Kookie’s character—a valet parker at Dean Martin’s “Dino’s Lodge” restaurant next door to 77 Sunset Strip—frequently acted as an unlicensed detective who helped the private eyes (Zimbalist and Roger Smith) on their cases. He called everybody “Dad” and was an example of the hipster of the late ’50s and early ’60s who talks jive talk and knows “the word on the street.”
Kookie’s constant tending of his ducktail haircut led to many jokes and a hit song, “Kookie, Kookie, Lend Me Your Comb“, which he recorded with Connie Stevens, and which reached #4 on the Billboard Hot 100. The song also appeared on an album of Edd Byrnes “songs” called “Kookie“. His fan mail reached 15,000 letters a week, according to Picture Magazine in 1961.
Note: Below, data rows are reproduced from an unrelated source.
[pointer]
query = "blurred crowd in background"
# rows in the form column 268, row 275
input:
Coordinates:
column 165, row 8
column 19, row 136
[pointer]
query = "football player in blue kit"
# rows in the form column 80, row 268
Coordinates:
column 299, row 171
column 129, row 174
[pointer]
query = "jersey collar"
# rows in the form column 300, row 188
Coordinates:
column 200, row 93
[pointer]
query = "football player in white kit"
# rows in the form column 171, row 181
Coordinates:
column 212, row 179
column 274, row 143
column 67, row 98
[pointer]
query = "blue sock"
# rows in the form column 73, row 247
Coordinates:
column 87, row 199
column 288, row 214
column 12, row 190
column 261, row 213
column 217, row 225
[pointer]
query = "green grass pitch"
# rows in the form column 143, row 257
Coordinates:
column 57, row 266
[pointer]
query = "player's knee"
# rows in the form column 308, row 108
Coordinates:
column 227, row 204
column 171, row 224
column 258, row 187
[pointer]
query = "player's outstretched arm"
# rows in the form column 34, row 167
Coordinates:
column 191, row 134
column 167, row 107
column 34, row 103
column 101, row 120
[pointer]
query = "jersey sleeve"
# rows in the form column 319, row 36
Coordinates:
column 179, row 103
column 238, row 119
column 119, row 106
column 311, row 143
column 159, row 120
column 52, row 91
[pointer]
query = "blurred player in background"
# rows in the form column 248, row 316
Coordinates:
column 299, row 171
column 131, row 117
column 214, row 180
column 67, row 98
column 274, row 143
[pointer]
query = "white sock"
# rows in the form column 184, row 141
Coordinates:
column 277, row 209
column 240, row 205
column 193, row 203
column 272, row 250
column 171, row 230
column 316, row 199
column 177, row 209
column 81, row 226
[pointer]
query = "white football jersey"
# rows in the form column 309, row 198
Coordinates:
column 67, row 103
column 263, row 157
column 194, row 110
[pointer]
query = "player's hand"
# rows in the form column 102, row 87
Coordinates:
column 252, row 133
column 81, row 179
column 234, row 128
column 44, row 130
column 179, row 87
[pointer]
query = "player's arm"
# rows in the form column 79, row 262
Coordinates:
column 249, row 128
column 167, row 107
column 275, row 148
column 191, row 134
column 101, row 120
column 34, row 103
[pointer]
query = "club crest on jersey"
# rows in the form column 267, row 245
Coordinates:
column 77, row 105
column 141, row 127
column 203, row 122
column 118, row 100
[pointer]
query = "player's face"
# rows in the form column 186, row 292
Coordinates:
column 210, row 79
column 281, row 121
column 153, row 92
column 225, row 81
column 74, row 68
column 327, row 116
Byrnes walked off the show in the second season demanding a bigger part that the producers eventually acceded to.
Owing to restrictions in his Warner Brothers contract, he was forced to turn down roles in Ocean’s Eleven (1960), Rio Bravo (1959), North to Alaska (1960) and The Longest Day (1962). However he appeared in the Warners films Darby’s Rangers (1957) (replacing Tab Hunter), Marjorie Morningstar (1958), Up Periscope and Yellowstone Kelly (both in 1959). He tested for the role of John F. Kennedy in PT 109 but the President preferred Cliff Robertson.
His typecasting led him to buy his way out of his contract with Warners.